After seven decades in the Rural Fire Service, Bill Dunn wouldn't change a thing.
The 85-year-old was presented with a long service award from NSW RFS commissioner Rob Rogers at the Mittagong Fire Control Centre on Friday, September 18.
Mr Dunn said he was pleased to receive the recognition.
"It's nice to be recognised. A bit humbling I would say," he said.
Mr Dunn started his career as a firefighter for Talmalmo in January 1950.
"Our property was in two brigade areas. My father took one [Bowna Wymah] and I took the other," he said.
"For young people on the farm it was the thing you did then. I was a basic firefighter, you did whatever was expected of you.
"We had great old captains who knew the bush. You learnt a great deal from them."
Later Mr Dunn was a responsible for the formation of the nearby Mt Wagra Brigade between the late '70s and early '80s.
He fought some large fires, including the Mangoplah fire in 1952 and the Cookardinia fire in 1985.
During his time with the brigade, Mr Dunn served in leadership positions including captain, senior deputy and deputy. The RFS team is still operating today.
Mr Dunn has also served the Southern Highlands as a firefighter.
He has assisted with several large incidents, including the derailment of a train in Robertson and a fire in Fitzroy Falls started by a helicopter crash.
When the calls came in, Mr Dunn generally thrived under pressure.
"I think I've always been lucky. Andrenaline hasn't been a problem. You just adapt to the situation and do what needs to be done," he said.
"Some jobs are very unpleasant when deaths are concerned.
"In those days I told my troops to leave the incident where it happened, don't take it home with you.
"If you take it away with you, you might have problems."
He said fatal road crashes were particularly difficult, however he drew on previous on-the-job experience in those situations.
Today, Mr Dunn is a retired Group Officer at the Mittagong Fire Control Centre.
He keeps the fire brigades running by ordering and issuing uniforms as well as providing firefighting equipment to volunteers.

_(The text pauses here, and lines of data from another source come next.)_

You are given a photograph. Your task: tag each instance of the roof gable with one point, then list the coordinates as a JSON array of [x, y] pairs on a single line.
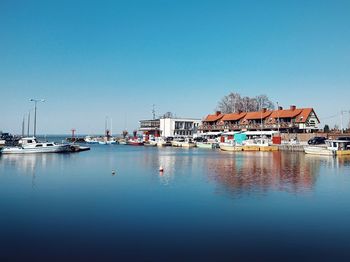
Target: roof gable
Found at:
[[213, 118], [257, 115], [233, 116]]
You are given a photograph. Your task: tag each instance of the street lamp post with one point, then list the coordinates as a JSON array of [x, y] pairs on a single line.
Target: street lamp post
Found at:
[[278, 117], [35, 102]]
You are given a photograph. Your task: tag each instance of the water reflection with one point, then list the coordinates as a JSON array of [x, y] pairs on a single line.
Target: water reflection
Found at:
[[245, 172], [231, 173], [260, 172]]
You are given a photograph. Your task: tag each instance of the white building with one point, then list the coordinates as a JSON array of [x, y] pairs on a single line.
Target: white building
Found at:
[[170, 127]]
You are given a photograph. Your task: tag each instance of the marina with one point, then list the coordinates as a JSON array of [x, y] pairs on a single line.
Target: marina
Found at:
[[174, 131], [245, 194]]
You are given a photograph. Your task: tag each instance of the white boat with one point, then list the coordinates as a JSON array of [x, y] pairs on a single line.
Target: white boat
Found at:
[[318, 150], [208, 145], [230, 146], [91, 140], [162, 142], [107, 142], [182, 142], [258, 142], [29, 145], [333, 147]]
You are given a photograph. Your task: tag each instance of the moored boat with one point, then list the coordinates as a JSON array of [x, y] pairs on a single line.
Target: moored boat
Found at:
[[232, 147], [91, 140], [207, 145], [30, 145], [333, 147]]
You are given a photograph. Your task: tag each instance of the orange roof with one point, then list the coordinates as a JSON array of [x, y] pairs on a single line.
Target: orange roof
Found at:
[[286, 113], [213, 118], [233, 116], [257, 115]]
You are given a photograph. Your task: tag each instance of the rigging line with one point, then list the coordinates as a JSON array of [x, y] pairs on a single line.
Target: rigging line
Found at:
[[337, 115]]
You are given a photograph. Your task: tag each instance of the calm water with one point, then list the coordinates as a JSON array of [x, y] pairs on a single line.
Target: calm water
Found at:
[[206, 206]]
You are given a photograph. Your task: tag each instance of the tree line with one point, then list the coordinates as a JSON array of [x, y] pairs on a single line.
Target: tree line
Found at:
[[234, 102]]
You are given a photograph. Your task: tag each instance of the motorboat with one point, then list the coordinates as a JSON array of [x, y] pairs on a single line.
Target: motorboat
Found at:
[[230, 146], [207, 145], [91, 140], [134, 142], [259, 144], [107, 142], [333, 147], [29, 145]]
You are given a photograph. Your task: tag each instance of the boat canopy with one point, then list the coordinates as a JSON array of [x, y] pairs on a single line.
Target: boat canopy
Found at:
[[258, 133], [212, 134], [231, 133]]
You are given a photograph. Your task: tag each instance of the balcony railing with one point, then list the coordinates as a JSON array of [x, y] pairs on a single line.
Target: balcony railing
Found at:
[[247, 126]]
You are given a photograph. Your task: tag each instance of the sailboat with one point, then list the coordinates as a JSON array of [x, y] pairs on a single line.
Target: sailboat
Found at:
[[107, 139]]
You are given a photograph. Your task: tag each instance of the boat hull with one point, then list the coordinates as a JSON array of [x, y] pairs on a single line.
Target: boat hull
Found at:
[[206, 145], [230, 148], [314, 150], [263, 148], [20, 150]]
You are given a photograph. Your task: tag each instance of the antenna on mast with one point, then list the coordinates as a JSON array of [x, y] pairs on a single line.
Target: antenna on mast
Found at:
[[154, 111]]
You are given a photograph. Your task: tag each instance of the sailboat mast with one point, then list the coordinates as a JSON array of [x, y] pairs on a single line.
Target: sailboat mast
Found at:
[[111, 127]]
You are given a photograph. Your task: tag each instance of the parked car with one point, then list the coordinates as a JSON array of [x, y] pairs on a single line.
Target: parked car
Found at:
[[317, 140], [346, 138]]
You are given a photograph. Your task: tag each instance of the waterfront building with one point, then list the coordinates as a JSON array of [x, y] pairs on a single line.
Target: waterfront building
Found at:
[[292, 120], [170, 127]]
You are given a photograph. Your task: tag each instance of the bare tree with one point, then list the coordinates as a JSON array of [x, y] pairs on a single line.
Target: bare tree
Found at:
[[235, 103]]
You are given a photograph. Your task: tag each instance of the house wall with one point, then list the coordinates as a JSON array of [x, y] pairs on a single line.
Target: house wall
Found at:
[[167, 126]]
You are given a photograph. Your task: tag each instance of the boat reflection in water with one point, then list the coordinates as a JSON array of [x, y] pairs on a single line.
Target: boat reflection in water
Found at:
[[261, 172], [249, 172]]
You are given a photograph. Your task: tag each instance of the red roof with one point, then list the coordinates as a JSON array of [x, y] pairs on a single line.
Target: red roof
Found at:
[[286, 113], [257, 115], [233, 116], [213, 118], [305, 114]]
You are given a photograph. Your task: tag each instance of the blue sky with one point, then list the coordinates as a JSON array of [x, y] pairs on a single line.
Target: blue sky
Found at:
[[92, 59]]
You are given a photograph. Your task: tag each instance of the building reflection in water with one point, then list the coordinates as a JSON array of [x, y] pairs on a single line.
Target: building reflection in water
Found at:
[[29, 164], [258, 172], [242, 173]]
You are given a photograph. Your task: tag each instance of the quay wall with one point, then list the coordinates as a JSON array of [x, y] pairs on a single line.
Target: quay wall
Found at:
[[304, 137]]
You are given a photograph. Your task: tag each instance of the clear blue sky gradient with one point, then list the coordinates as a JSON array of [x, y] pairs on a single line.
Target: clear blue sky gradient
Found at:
[[91, 59]]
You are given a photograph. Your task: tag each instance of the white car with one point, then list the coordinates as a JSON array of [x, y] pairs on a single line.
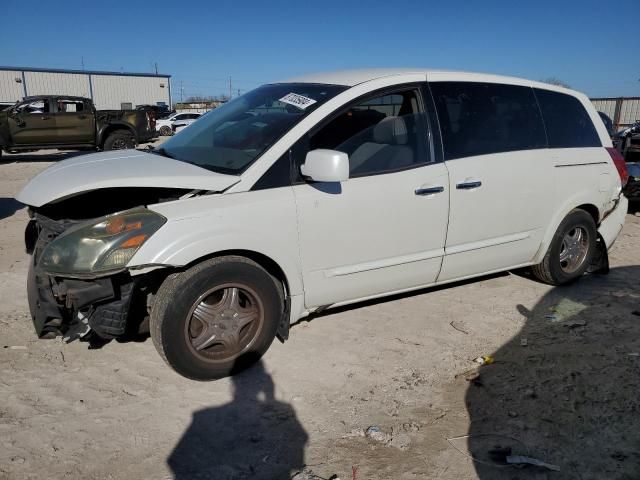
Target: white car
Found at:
[[181, 125], [316, 192], [163, 125]]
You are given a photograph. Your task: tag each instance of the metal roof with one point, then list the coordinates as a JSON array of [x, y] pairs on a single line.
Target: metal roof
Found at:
[[355, 77], [86, 72]]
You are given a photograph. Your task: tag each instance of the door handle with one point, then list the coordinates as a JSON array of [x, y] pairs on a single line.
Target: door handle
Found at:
[[429, 190], [468, 185]]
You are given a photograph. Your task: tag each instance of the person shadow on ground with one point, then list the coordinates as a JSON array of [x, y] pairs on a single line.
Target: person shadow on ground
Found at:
[[565, 389], [254, 436]]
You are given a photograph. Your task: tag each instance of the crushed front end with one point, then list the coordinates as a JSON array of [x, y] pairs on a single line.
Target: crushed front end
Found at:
[[110, 306]]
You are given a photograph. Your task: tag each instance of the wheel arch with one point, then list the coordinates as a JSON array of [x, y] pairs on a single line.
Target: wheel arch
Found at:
[[578, 202], [104, 133], [266, 262]]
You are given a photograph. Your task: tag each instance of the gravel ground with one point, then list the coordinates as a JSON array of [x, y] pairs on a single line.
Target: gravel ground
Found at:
[[562, 389]]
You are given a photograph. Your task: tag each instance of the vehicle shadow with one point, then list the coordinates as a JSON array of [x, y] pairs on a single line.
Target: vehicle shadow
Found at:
[[565, 389], [50, 156], [9, 206], [254, 436]]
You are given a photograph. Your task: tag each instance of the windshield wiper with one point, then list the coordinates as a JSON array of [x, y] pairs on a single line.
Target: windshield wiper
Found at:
[[163, 152]]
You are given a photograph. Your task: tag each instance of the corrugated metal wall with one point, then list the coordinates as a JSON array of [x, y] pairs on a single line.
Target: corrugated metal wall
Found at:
[[45, 83], [110, 91], [107, 91], [630, 111], [10, 90], [622, 111]]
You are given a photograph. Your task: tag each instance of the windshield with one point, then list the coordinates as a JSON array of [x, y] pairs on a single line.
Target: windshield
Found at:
[[230, 138]]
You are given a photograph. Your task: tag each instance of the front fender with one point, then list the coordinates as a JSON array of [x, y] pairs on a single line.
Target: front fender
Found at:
[[262, 222]]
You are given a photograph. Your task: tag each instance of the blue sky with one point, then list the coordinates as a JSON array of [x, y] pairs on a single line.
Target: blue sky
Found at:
[[587, 44]]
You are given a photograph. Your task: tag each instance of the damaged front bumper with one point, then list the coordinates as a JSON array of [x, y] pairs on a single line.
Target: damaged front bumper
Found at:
[[70, 307], [73, 306]]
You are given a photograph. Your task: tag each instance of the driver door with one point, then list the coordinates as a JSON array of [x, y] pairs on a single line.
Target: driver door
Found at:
[[33, 123], [384, 229]]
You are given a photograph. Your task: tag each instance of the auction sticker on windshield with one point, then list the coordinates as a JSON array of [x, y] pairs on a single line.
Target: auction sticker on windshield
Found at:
[[296, 100]]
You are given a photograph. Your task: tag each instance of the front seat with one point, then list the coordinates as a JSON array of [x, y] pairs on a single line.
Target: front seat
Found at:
[[387, 151]]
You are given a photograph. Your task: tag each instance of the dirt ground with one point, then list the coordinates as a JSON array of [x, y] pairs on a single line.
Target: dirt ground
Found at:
[[563, 387]]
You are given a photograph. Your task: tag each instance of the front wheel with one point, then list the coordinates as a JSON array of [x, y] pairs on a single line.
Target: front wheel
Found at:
[[571, 250], [216, 318]]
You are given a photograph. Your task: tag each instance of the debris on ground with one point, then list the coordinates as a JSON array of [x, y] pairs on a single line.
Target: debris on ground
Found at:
[[400, 441], [375, 433], [522, 460], [566, 308], [484, 360], [575, 323], [458, 326]]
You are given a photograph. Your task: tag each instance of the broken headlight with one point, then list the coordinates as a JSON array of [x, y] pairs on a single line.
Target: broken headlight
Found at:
[[102, 245]]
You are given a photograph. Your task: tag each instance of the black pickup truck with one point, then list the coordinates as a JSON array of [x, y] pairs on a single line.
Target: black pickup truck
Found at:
[[66, 122]]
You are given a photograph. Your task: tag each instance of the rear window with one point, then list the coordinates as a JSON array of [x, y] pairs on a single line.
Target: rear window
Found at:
[[484, 118], [568, 123]]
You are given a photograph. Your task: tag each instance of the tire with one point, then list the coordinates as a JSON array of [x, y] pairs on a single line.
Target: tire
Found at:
[[565, 261], [119, 140], [186, 301]]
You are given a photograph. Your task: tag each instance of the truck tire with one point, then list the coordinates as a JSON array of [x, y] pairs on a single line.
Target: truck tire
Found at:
[[119, 140], [216, 318], [571, 250]]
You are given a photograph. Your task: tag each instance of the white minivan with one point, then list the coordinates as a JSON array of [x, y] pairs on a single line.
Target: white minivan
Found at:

He has been kept very busy lately, as more than 90 new volunteers joined the brigade after the summer bushfires.
After many years, what keeps Mr Dunn in the RFS is "the people".

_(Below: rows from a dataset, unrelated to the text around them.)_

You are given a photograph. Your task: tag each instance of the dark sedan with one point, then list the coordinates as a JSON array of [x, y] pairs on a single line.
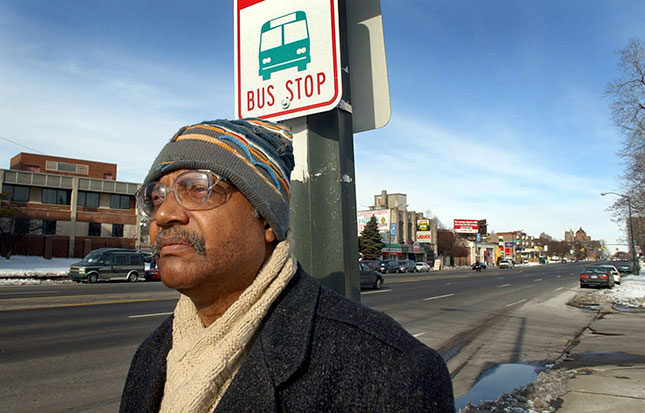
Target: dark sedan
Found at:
[[597, 276], [369, 277]]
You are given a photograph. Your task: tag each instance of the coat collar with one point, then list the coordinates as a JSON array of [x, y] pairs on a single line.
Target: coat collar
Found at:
[[280, 349]]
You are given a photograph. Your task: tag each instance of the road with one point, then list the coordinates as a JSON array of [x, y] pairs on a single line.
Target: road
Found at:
[[67, 347]]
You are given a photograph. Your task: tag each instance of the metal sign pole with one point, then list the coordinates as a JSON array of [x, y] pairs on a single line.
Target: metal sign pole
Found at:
[[323, 191]]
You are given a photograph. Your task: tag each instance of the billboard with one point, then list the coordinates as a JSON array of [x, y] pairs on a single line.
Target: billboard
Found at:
[[382, 218], [424, 237], [423, 225], [466, 226]]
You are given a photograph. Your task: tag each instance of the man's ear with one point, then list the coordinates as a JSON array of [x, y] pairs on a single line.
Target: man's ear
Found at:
[[269, 236]]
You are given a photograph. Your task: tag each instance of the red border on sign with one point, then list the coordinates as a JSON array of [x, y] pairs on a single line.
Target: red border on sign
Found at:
[[241, 4]]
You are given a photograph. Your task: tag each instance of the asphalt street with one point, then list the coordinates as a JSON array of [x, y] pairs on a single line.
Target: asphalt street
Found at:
[[67, 347]]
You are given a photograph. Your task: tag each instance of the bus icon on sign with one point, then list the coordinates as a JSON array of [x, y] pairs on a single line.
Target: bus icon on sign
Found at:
[[284, 43]]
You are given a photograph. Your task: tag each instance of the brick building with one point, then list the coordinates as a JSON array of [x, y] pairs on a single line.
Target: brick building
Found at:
[[68, 207]]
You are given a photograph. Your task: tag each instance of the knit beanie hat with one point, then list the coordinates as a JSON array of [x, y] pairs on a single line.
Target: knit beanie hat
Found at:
[[255, 155]]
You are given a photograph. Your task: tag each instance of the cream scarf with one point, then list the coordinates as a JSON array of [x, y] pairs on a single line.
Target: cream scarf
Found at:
[[204, 360]]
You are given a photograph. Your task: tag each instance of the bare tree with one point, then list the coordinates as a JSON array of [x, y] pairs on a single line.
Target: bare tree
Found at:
[[627, 93]]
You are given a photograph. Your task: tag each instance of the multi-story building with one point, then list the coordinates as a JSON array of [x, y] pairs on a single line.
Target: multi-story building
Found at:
[[406, 234], [67, 207]]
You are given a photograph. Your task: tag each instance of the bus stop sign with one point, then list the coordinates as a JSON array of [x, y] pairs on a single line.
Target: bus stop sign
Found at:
[[287, 58]]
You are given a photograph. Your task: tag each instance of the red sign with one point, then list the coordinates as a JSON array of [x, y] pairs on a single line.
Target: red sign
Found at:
[[466, 226], [287, 58]]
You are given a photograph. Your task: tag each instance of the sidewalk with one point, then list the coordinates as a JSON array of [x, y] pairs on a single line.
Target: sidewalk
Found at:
[[607, 365]]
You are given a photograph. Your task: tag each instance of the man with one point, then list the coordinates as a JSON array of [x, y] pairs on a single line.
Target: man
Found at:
[[251, 330]]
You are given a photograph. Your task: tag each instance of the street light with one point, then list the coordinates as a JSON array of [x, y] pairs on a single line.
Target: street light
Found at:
[[632, 242]]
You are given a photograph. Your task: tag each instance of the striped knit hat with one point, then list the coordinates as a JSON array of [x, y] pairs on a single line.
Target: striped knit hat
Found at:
[[256, 156]]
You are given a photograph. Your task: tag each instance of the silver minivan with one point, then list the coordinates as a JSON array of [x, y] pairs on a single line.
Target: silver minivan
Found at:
[[108, 264]]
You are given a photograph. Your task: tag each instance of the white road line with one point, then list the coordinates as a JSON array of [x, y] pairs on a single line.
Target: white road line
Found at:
[[375, 292], [149, 315], [439, 296]]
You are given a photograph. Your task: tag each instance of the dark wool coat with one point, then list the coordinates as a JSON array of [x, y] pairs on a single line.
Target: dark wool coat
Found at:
[[316, 352]]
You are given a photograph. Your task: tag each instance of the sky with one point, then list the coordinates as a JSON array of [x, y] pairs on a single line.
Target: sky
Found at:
[[498, 110]]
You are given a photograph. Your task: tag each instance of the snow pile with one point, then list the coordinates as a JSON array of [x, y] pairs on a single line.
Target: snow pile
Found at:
[[21, 269], [543, 395]]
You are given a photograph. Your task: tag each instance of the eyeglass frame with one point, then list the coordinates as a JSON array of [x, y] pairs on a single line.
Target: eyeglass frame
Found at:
[[173, 188]]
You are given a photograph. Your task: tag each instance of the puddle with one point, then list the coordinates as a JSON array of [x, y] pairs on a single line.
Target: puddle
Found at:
[[620, 307], [497, 381]]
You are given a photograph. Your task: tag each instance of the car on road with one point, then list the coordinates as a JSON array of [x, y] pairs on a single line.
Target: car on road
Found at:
[[423, 267], [369, 277], [391, 266], [482, 266], [614, 272], [596, 276], [624, 268], [108, 264]]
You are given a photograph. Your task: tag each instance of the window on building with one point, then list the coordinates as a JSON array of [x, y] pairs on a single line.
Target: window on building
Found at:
[[66, 167], [49, 227], [22, 226], [55, 196], [94, 229], [119, 201], [117, 230], [88, 199], [17, 193]]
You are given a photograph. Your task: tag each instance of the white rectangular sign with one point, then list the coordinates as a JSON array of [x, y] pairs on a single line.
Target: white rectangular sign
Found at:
[[287, 58]]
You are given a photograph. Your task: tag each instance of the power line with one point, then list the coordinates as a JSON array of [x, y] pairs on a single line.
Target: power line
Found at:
[[20, 144]]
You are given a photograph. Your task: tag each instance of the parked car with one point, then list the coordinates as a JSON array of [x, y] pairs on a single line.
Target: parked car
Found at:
[[478, 266], [614, 272], [596, 276], [624, 269], [408, 266], [369, 277], [423, 267], [108, 264], [391, 266]]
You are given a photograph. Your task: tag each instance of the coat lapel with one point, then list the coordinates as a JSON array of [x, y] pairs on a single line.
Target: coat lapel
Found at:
[[280, 349]]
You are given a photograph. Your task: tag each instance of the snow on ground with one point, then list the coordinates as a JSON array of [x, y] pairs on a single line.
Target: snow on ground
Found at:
[[21, 269]]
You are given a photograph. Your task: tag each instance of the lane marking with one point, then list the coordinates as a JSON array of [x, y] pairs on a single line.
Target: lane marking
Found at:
[[149, 315], [439, 296], [40, 307], [375, 292]]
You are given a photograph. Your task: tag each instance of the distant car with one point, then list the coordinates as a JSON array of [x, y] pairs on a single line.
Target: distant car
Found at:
[[369, 277], [482, 266], [408, 266], [624, 269], [423, 267], [596, 276], [152, 274], [614, 272]]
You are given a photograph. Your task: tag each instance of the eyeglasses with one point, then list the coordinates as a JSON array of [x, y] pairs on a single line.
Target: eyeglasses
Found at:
[[194, 190]]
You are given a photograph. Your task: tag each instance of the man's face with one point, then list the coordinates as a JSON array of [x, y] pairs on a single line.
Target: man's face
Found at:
[[209, 254]]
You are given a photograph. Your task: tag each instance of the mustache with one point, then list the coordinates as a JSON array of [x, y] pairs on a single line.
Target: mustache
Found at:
[[179, 235]]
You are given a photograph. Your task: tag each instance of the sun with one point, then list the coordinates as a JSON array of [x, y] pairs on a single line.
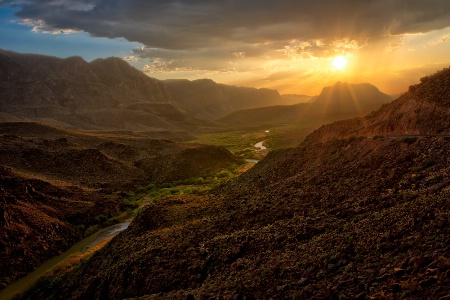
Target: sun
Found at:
[[339, 62]]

"It's the friends you make. It's like a big family, everyone cares for everyone," he said.
Beyond the RFS, Mr Dunn is an active member of the Southern Highlands community and enjoys tending to his garden.

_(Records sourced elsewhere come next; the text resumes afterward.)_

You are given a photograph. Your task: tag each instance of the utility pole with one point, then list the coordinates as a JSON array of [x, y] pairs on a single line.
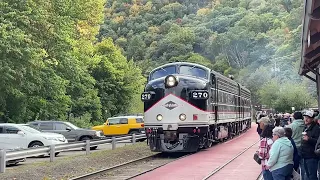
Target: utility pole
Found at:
[[275, 69]]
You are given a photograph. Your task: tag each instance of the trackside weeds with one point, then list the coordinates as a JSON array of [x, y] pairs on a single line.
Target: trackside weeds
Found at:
[[74, 166]]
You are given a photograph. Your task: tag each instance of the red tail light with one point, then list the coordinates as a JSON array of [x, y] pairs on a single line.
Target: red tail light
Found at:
[[195, 117]]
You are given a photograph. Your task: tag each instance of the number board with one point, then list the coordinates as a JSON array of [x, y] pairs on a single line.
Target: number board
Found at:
[[146, 96], [200, 94]]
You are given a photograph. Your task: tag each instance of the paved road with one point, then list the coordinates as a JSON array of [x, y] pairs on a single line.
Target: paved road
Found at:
[[77, 151]]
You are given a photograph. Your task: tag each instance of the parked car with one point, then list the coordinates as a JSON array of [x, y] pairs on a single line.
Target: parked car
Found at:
[[13, 136], [122, 125], [15, 161], [69, 130]]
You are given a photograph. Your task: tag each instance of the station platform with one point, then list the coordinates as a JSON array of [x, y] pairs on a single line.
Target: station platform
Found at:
[[199, 165]]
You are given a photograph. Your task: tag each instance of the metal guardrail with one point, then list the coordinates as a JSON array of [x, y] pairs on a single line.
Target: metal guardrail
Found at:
[[44, 150]]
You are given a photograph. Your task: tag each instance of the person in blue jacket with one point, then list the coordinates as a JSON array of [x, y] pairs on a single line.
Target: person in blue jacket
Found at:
[[296, 158], [280, 162]]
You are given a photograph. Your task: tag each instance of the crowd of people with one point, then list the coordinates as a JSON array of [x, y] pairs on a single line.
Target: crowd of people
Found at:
[[289, 145]]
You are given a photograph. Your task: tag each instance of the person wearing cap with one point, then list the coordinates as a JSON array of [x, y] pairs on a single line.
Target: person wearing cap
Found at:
[[259, 130], [280, 162], [309, 139], [265, 145], [297, 127], [296, 158]]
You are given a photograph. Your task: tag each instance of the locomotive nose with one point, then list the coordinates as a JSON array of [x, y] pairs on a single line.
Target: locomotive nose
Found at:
[[171, 81]]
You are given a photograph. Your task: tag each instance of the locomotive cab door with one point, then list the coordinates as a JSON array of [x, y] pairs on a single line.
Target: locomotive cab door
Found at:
[[214, 94]]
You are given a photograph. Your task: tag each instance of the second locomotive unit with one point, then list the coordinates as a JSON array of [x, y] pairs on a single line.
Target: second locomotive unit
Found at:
[[188, 106]]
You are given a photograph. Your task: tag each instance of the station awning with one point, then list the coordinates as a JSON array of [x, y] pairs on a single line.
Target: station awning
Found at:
[[310, 52]]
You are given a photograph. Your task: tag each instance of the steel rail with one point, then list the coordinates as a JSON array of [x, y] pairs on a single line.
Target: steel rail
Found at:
[[228, 162], [105, 170]]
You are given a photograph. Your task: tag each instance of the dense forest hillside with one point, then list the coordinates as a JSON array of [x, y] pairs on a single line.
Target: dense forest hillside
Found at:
[[257, 41], [84, 61]]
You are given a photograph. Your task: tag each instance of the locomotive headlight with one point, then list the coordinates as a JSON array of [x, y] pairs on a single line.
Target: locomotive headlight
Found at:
[[182, 117], [159, 117], [171, 81]]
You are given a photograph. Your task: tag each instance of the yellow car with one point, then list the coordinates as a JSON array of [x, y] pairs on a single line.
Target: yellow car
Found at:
[[122, 125]]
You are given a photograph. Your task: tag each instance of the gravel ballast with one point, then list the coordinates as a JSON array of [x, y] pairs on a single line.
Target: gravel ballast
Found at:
[[74, 166]]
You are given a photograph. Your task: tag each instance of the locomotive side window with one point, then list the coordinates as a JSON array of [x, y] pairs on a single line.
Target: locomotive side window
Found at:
[[162, 72], [193, 71]]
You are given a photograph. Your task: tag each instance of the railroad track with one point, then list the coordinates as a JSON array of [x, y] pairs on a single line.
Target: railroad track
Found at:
[[133, 168], [212, 173]]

He recommends other people in the RFS enjoy hobbies to combat stressful situations on the job.
"You learn to leave situations where they happen, not take it home," he said.
"You do need interests of whatever type.
"I've got a big vegetable garden, it's a hobby. I grow virtually everything you need.
"I give a lot away and it's nice to be able to do that."
Mr Dunn recommends prospective firefighters do their research before joining the RFS.
"Be aware of what you're entering into. Make sure you know what's expected of you," he said.
"The best thing to do is to go to your local brigade and have a talk to them. Get an idea of what's required.
"I certainly recommend it as something to do."